The GAA needs to be vigilant about the risk of betting corruption arising among players, a sports law conference has been told.
“I don’t think any sport is immune,” barrister Susan Ahern told the Sports Law Ireland conference in Dublin on Friday when asked about the prospect of corrupt betting practices spreading through the GAA.
The size of the organisation, coupled with the proliferation of new types of online betting, has increased the risk for sports organisations around the world of players being tempted to take bribes, the conference heard.
"Given the size of the GAA and the amount of players they have, they need to pay attention," Ms Ahern, a practicing barrister and former general counsel for World Rugby, told the conference. Speaking to The Irish Times at the event, Ms Ahern said all sports were vulnerable at some level to match manipulation or illegal betting.
“The bigger the sport or the more influential it is in a particular territory, the more likely it is to be bet on, the more chances there are it will be subject to issues,” she said. She added that rules needed to be enforced and players needed to be made aware of them.
“It’s wonderful to have rules, but you must enforce them. You need to have a process in place and a system and you need to educate your players and your athletes,” she said.
The Sports Law Ireland conference was organised by the Sports Law Bar Association and British organisation LawInSport.

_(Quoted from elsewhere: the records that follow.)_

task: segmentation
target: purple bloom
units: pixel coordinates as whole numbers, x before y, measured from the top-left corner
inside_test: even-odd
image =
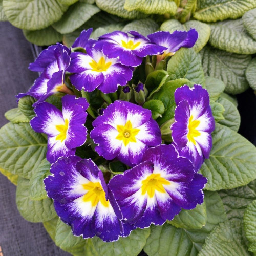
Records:
[[[86,51],[87,54],[71,53],[68,71],[74,73],[70,78],[77,90],[92,92],[98,88],[104,93],[113,93],[118,86],[125,86],[132,79],[132,69],[120,64],[117,59],[110,59],[89,45]]]
[[[151,42],[136,31],[129,35],[121,31],[114,31],[99,38],[96,47],[102,48],[109,58],[118,58],[127,66],[136,67],[141,64],[144,57],[162,53],[166,48]]]
[[[192,163],[179,157],[173,145],[148,149],[142,161],[114,176],[109,184],[124,223],[140,228],[162,225],[181,207],[191,209],[203,203],[207,179],[194,174]]]
[[[47,49],[41,52],[34,63],[29,65],[29,69],[32,71],[42,72],[40,76],[35,81],[34,84],[26,94],[19,94],[16,97],[18,99],[26,95],[30,95],[37,99],[49,92],[51,84],[48,82],[56,72],[59,72],[59,77],[61,78],[70,62],[70,50],[61,44],[49,46]],[[62,74],[62,73],[63,74]],[[56,80],[56,77],[54,78]],[[62,82],[62,81],[61,81]],[[52,82],[50,83],[52,83]],[[58,85],[63,85],[63,83]],[[67,91],[67,87],[63,85],[62,88],[58,88],[58,91]],[[50,95],[48,95],[48,96]]]
[[[62,112],[48,102],[39,103],[34,109],[36,116],[30,121],[35,132],[48,136],[46,158],[51,163],[59,157],[74,155],[76,148],[86,140],[87,130],[84,124],[89,106],[86,99],[66,95],[62,102]]]
[[[158,31],[148,35],[151,42],[164,46],[163,53],[157,56],[157,63],[165,57],[173,56],[181,47],[190,48],[194,46],[198,37],[198,34],[195,29],[189,31],[174,31],[172,34],[166,31]]]
[[[171,126],[173,140],[180,155],[190,160],[197,172],[204,158],[209,158],[212,147],[211,133],[215,124],[209,94],[200,85],[183,86],[175,91],[174,96],[177,106]]]
[[[102,173],[91,159],[61,157],[51,166],[45,179],[48,196],[61,220],[75,236],[95,235],[106,242],[127,236],[134,229],[119,219],[121,214]]]
[[[146,150],[159,145],[161,133],[150,110],[117,100],[93,122],[95,150],[108,160],[116,157],[130,166],[140,162]]]

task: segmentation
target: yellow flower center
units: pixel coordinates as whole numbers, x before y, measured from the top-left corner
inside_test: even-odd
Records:
[[[136,142],[135,136],[140,131],[140,129],[133,128],[131,121],[129,120],[124,125],[117,125],[117,130],[119,133],[116,139],[122,140],[124,146],[126,146],[129,142]]]
[[[60,140],[61,142],[67,138],[67,131],[69,127],[69,120],[65,119],[65,124],[56,125],[56,129],[59,132],[59,134],[56,137],[56,140]]]
[[[132,41],[132,40],[130,40],[127,42],[123,40],[122,40],[121,42],[122,46],[123,47],[129,49],[130,50],[135,50],[140,45],[140,42],[138,42],[136,44],[134,44],[134,42]]]
[[[92,71],[97,72],[106,71],[111,64],[111,61],[106,62],[106,59],[104,57],[101,57],[98,62],[92,59],[92,62],[89,63],[89,65],[92,67]]]
[[[188,128],[188,133],[187,133],[187,139],[190,142],[192,142],[194,145],[196,145],[196,141],[195,140],[195,137],[199,136],[201,134],[196,129],[198,125],[200,123],[200,121],[198,120],[193,120],[193,116],[191,115],[188,120],[188,125],[187,127]]]
[[[90,181],[82,185],[83,189],[88,191],[83,196],[84,202],[91,202],[92,206],[95,206],[100,201],[102,205],[109,207],[109,201],[106,200],[105,193],[99,182]]]
[[[169,185],[170,182],[161,177],[160,174],[152,174],[142,181],[141,194],[147,193],[150,197],[153,197],[156,190],[162,193],[165,193],[163,185]]]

The conference also heard calls to regulate the sport of Mixed Martial Arts, which has come under scrutiny in Ireland since the 2016 death at a Dublin event of Portuguese fighter Joao Carvalho.

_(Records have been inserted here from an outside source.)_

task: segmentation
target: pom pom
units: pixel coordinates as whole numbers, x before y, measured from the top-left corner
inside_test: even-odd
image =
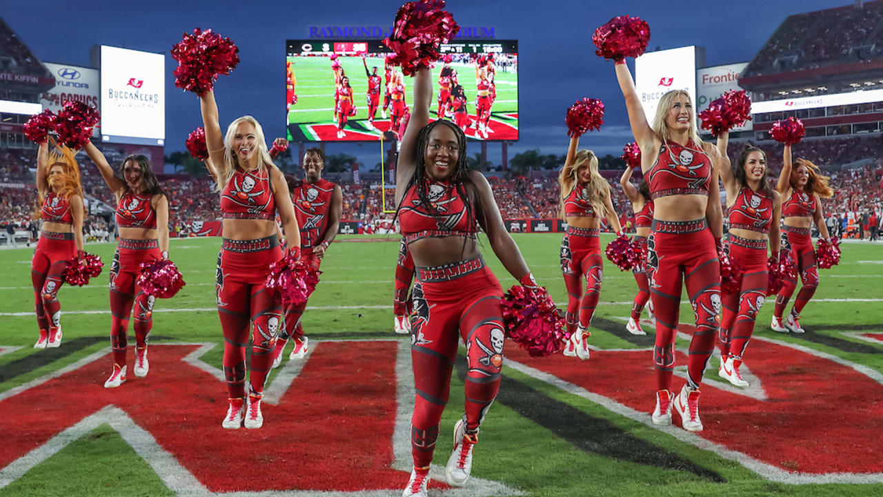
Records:
[[[595,30],[592,42],[600,57],[621,61],[627,57],[639,57],[647,50],[650,27],[640,18],[617,16]]]
[[[640,169],[641,167],[641,148],[638,146],[638,143],[632,141],[628,143],[625,147],[623,147],[623,155],[619,158],[625,161],[625,164],[632,169]]]
[[[184,287],[184,277],[169,259],[156,259],[141,263],[138,273],[138,285],[144,293],[158,299],[170,299]]]
[[[74,256],[67,262],[67,267],[62,272],[62,279],[68,285],[82,287],[89,282],[89,279],[101,274],[103,266],[102,258],[94,254],[86,254],[82,262]]]
[[[577,100],[567,110],[564,123],[568,136],[582,136],[592,129],[600,129],[604,124],[604,103],[597,98]]]
[[[745,90],[729,90],[699,112],[699,119],[702,120],[702,129],[719,136],[751,119],[751,99]]]
[[[773,137],[773,140],[786,145],[799,143],[804,134],[806,134],[806,128],[804,127],[804,122],[793,117],[776,121],[770,129],[770,136]]]
[[[197,27],[172,46],[171,57],[177,61],[175,86],[202,96],[219,75],[230,74],[239,64],[239,48],[230,38]]]
[[[507,336],[527,349],[532,357],[561,350],[566,338],[564,320],[546,288],[530,290],[516,285],[506,292],[500,306]]]
[[[434,66],[442,57],[439,43],[447,43],[460,31],[450,12],[442,10],[444,4],[444,0],[420,0],[402,5],[392,35],[383,40],[395,52],[388,58],[390,65],[401,65],[406,76]]]
[[[193,158],[206,160],[208,158],[208,147],[206,145],[206,129],[201,126],[190,132],[187,136],[187,151]]]
[[[819,264],[819,269],[831,269],[840,264],[840,241],[837,237],[832,238],[830,243],[819,239],[816,246],[816,264]]]
[[[34,143],[42,143],[49,138],[49,132],[55,131],[57,123],[58,117],[49,109],[34,114],[25,123],[25,136]]]
[[[270,264],[264,285],[275,290],[276,302],[285,305],[304,303],[316,289],[321,271],[298,260],[298,254],[286,254]]]
[[[98,111],[82,102],[67,101],[58,111],[56,133],[58,142],[68,149],[79,149],[92,137],[92,128],[101,120]]]

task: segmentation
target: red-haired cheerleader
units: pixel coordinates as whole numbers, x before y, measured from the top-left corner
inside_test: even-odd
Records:
[[[433,97],[428,69],[417,73],[414,85],[413,113],[396,168],[397,215],[417,279],[411,314],[414,468],[403,495],[426,496],[461,338],[466,344],[465,413],[454,427],[446,468],[450,485],[469,479],[479,427],[500,387],[502,288],[479,251],[479,228],[512,276],[525,286],[536,283],[503,226],[487,180],[467,169],[463,131],[445,119],[426,124]]]
[[[598,157],[592,150],[577,150],[578,147],[579,137],[570,138],[567,158],[558,173],[562,217],[567,221],[567,234],[561,241],[561,271],[568,295],[564,320],[570,334],[563,354],[585,361],[589,358],[589,325],[598,307],[604,274],[598,239],[601,217],[617,234],[622,234],[622,227],[610,200],[610,186],[598,172]]]
[[[267,375],[273,367],[282,307],[264,286],[270,264],[283,256],[276,237],[279,214],[288,248],[299,254],[300,234],[288,184],[267,150],[263,129],[251,116],[235,119],[221,132],[214,90],[200,97],[210,161],[206,162],[221,193],[223,241],[218,254],[218,317],[223,330],[223,373],[229,409],[222,425],[260,428]],[[248,400],[245,402],[245,347],[253,328]],[[247,411],[247,412],[246,412]],[[243,422],[245,417],[245,422]]]
[[[114,173],[104,154],[92,143],[86,153],[98,166],[104,182],[117,197],[117,226],[119,242],[110,265],[110,346],[113,370],[104,382],[105,388],[116,388],[125,382],[126,348],[129,341],[129,316],[134,321],[135,376],[147,376],[147,339],[153,328],[155,298],[144,293],[136,282],[141,263],[169,258],[169,200],[160,187],[147,157],[130,155]]]
[[[631,202],[631,209],[635,213],[635,236],[631,238],[641,246],[641,249],[647,251],[647,236],[650,234],[650,226],[653,222],[653,200],[650,195],[650,185],[645,180],[636,188],[631,185],[632,169],[626,166],[623,176],[619,179],[619,184],[623,186],[625,196]],[[641,311],[644,306],[650,300],[650,284],[647,282],[646,264],[642,264],[632,269],[635,275],[635,281],[638,282],[638,294],[635,295],[635,302],[631,304],[631,316],[629,317],[629,324],[625,325],[625,330],[633,335],[647,334],[641,329]],[[649,302],[647,312],[653,319],[653,302]]]
[[[37,150],[37,193],[42,230],[31,259],[34,308],[37,313],[40,338],[34,348],[61,345],[61,302],[58,290],[64,283],[68,263],[83,251],[83,186],[74,152],[60,145],[58,152],[49,151],[43,141]]]
[[[825,226],[825,214],[822,212],[822,203],[819,199],[834,195],[834,189],[828,185],[829,179],[823,176],[819,166],[811,162],[798,157],[791,164],[791,146],[785,145],[785,160],[779,173],[779,183],[776,190],[781,194],[781,215],[784,219],[784,233],[782,233],[782,250],[787,254],[781,256],[791,257],[794,266],[800,274],[804,283],[794,307],[788,314],[784,323],[781,315],[788,306],[788,301],[797,287],[796,275],[790,275],[785,279],[785,284],[775,299],[775,309],[773,312],[773,330],[783,333],[802,333],[804,328],[800,325],[800,312],[804,310],[819,287],[819,268],[816,265],[816,253],[812,248],[811,227],[815,223],[819,234],[830,241],[827,226]]]
[[[307,149],[304,153],[304,171],[306,177],[291,185],[294,215],[300,227],[301,257],[319,269],[325,250],[337,236],[341,211],[343,209],[343,194],[340,187],[322,179],[325,154],[321,149]],[[300,359],[306,356],[309,340],[304,335],[300,317],[306,309],[306,302],[286,305],[283,328],[276,339],[273,367],[282,363],[282,353],[290,338],[294,339],[294,349],[289,359]]]
[[[647,237],[647,279],[656,317],[657,391],[652,419],[656,424],[670,424],[674,405],[683,428],[698,432],[702,430],[699,386],[720,325],[718,247],[723,223],[717,170],[722,158],[716,147],[699,139],[687,92],[663,95],[651,125],[629,67],[619,60],[615,69],[631,133],[641,149],[641,171],[653,201],[653,222]],[[690,342],[687,381],[675,395],[671,378],[682,282],[693,307],[696,331]]]
[[[723,292],[723,319],[721,321],[721,367],[718,374],[736,386],[748,386],[742,378],[743,359],[754,322],[766,298],[769,267],[766,247],[774,259],[779,256],[779,219],[781,196],[769,184],[766,155],[760,149],[746,146],[739,154],[736,171],[729,165],[727,141],[729,133],[718,137],[723,157],[721,180],[727,189],[729,233],[724,248],[744,271],[738,292]]]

Professor Jack Anderson, who is a director of sports law studies at the University of Melbourne, said MMA in Ireland operated in a legal lacuna which, from a regulatory point of view, placed it closest to prize fighting. He said it should be regulated for the good of the sport.
"We need to push on with the regulatory process," he said, adding that statutory legislation, along the lines of what has been enacted in other jurisdictions, such as Australia should be examined in Ireland. The Irish Mixed Martial Arts Association has been working with Sport Ireland on the regulation of the sport.
Speaking at the same event, Chief Justice Frank Clarke praised practitioners of sports law in Ireland, saying it was a unique area of law which combined expertise and precedent from many other specialities such as contract law, competition law and employment law.
“You’re applying it in a different context to the kind of context in which it is normally explored, and that in itself can be very interesting,” he said.